Gancehan Babiş, salonumuzda, başkan vekili olduğu TÜRKSAM tarafından bu günün anısına açılan sergideki Hocalı Soykırımı’nı bütün vahşetiyle gösteren fotoğraflara işaret ederek, bundan 26 Yıl önce 366. Sovyet Zırhlı Tümeni’nin desteğini arkasına alarak ağır silahlarla, hafif silahlı 150 kişinin savunduğu Hocalı’ya saldıran Ermeni güçlerinin yaşlı, kadın, çocuk demeden Hocalı’da ve ağır kış şartlarında kaçarken yollarda binlercesini katlederek Azerbaycan Türklerine büyük bir soykırım uyguladıklarını söyledi. Babiş, soykırımın belgeleri olan bu fotoğrafların hemen hepsinin dünyanın bağımsız basın kuruluşlarının muhabirleri tarafından kaydedildiğini de özellikle vurguladı.

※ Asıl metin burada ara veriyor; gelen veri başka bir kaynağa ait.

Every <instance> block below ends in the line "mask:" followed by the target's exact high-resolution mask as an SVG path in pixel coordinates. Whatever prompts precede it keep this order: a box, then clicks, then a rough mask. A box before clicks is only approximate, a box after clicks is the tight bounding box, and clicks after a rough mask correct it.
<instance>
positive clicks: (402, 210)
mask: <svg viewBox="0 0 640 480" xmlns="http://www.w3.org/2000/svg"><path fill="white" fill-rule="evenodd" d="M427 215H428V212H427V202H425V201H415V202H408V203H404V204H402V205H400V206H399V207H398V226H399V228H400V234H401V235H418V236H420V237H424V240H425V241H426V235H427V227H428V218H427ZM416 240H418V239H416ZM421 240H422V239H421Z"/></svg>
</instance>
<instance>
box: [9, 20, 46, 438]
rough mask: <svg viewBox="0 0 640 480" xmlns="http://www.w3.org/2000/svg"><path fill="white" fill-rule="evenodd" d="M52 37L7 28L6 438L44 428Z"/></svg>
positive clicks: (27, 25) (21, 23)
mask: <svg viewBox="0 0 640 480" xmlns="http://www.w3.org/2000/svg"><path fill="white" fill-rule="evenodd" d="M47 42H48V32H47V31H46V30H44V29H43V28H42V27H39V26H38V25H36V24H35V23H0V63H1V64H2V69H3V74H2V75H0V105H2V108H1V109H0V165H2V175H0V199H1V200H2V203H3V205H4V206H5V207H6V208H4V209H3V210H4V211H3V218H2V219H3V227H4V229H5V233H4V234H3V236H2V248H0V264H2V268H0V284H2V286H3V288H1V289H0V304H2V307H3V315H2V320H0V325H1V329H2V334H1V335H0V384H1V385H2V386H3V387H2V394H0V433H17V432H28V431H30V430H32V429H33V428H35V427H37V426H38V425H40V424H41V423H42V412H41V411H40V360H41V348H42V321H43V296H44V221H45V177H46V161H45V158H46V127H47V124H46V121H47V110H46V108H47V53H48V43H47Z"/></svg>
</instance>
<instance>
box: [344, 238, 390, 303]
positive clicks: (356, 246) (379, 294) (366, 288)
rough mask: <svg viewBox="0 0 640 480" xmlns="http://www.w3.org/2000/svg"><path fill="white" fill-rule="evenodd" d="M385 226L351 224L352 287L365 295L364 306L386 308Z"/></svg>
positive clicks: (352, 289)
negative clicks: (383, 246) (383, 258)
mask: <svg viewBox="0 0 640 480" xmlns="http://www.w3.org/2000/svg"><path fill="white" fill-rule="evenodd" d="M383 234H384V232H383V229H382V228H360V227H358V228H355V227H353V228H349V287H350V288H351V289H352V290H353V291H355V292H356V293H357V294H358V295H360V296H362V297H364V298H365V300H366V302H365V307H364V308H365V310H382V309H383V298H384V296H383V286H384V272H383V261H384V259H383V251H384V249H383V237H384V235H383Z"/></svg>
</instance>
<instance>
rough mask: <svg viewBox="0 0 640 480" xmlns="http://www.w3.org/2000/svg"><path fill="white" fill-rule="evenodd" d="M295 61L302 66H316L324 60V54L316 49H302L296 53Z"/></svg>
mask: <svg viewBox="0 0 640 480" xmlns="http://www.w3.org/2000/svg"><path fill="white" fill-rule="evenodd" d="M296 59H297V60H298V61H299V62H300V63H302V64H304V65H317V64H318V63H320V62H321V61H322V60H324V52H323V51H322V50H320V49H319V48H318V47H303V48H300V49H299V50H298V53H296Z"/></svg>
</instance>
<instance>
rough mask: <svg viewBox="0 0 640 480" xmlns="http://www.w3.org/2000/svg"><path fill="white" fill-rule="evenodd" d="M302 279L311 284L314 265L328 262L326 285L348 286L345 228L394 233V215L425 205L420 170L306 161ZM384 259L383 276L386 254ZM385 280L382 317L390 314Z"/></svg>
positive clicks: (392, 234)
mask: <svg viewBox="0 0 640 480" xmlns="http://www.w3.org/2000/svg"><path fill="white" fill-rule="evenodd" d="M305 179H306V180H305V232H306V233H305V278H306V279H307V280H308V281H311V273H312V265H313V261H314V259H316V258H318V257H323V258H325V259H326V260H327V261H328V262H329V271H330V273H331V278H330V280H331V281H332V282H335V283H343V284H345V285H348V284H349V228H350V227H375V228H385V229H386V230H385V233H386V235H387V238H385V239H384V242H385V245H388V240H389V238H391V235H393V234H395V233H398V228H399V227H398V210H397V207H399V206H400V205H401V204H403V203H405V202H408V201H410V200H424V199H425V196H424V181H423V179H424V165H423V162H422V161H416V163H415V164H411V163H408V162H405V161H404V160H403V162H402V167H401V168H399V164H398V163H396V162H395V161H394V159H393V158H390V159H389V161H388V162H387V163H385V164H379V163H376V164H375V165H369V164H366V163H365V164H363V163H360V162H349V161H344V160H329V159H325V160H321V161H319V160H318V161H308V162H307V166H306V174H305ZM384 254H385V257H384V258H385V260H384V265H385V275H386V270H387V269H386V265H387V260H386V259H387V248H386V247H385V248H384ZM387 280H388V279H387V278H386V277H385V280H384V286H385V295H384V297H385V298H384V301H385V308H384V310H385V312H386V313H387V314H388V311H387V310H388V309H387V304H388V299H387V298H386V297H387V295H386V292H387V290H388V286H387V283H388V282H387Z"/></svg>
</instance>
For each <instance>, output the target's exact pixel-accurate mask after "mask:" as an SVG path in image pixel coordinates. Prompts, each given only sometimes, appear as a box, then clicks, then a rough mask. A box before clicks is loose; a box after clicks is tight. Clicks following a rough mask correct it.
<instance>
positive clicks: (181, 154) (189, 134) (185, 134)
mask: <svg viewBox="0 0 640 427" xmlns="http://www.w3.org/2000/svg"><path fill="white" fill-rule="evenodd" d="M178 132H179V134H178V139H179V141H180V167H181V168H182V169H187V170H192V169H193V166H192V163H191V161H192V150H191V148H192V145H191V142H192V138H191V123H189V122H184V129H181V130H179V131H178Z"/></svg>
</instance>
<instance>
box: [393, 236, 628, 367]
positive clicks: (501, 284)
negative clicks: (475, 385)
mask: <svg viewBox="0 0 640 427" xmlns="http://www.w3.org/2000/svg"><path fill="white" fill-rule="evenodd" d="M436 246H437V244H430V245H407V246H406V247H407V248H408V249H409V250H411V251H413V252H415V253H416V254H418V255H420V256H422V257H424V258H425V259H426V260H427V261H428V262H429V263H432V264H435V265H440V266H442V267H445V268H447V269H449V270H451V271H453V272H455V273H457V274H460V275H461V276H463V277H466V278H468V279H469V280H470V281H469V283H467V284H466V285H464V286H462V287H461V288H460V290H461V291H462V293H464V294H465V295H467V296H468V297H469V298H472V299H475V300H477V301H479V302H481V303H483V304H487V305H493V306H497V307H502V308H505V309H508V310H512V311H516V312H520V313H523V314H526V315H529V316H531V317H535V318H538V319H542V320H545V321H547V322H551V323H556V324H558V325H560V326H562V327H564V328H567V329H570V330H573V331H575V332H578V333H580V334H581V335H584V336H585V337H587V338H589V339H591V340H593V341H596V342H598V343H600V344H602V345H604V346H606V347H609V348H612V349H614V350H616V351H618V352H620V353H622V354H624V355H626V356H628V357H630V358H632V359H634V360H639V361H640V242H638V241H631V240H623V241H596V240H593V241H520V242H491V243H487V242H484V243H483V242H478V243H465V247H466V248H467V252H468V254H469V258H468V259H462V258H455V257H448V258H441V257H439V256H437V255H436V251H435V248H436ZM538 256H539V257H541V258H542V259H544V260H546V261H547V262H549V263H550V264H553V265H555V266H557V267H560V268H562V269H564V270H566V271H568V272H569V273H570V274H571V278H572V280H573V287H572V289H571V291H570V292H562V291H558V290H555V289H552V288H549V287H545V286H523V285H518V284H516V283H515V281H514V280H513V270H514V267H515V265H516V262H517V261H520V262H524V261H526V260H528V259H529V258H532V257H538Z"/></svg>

Bu soykırımın arkasından Ermenilerce işgal edilen ve hâlâ işgal altında tutulan Azerbaycan topraklarının %20’sini terk etmek zorunda kalan ve “Kaçkın” olarak adlandırılan 1 milyon Azerbaycan Türkünün, geçiş dönemindeki birçok olumsuz şartları bünyesinde barındıran Azerbaycan’ın ekonomisine getirdiği yük ve sosyal sorunların bugüne kadar devam edegeldiğini söyledi.
Konuşmasında, Hocalı ve Karabağ’da yaşananları kaleme alan ve anlatan kişilerin tanık oldukları /yaptıkları vahşetlerden de bazı alıntılar okuyan Gencehan Babiş, soykırımı yönetmiş ve daha sonra Ermenistan Devlet başkanı olan Serkisyan’ın verdiği bir mülakatta, “Azerbaycanlılar o zamana kadar bizim sivillere karşı böyle bir şey yapacağımızı hesap etmiyorlardı, ama yaptığımızı gördüler…” şeklindeki vahşi itirafının bunun dünya gözü önünde trajik bir ifadesi olduğunu söyledi.
TÜRKSAM olarak Karabağ Soykırımı Sergisini açtıkları Lahey’in, yani İnsan Hakları Mahkemesi’nin bulunduğu Hollanda’nın aldığı son Sözde Soykırım kararının, “adalet” açısından bakıldığında Srebrenitsa’da yapılan Soykırım’a seyirci kalan Hollanda’ya çok yakıştığını söyledi.
Ermenistan’ın, bölgesinde izlediği çözümsüzlük ve gerici politikalarla gittikçe yalnızlaştığını, buna karşın Azerbaycan’ın başta Türkiye olmak üzere bölgesindeki olumlu politika yürüten devletlerle geliştirdiği işbirliğiyle olumlu, büyük, somut adımlar attığını belirten Gencehan Babiş, bu bağlamda sadece Azerbaycan’ın değil, Türkiye’nin, Türk Dünyası’nın davası olan bu büyük insanlık suçunun/ Hocalı Soykırımı’nın tarafsız dünyaya her türlü kanaldan çok iyi anlatılması gereğini vurgulayarak konuşmasını bitirdi.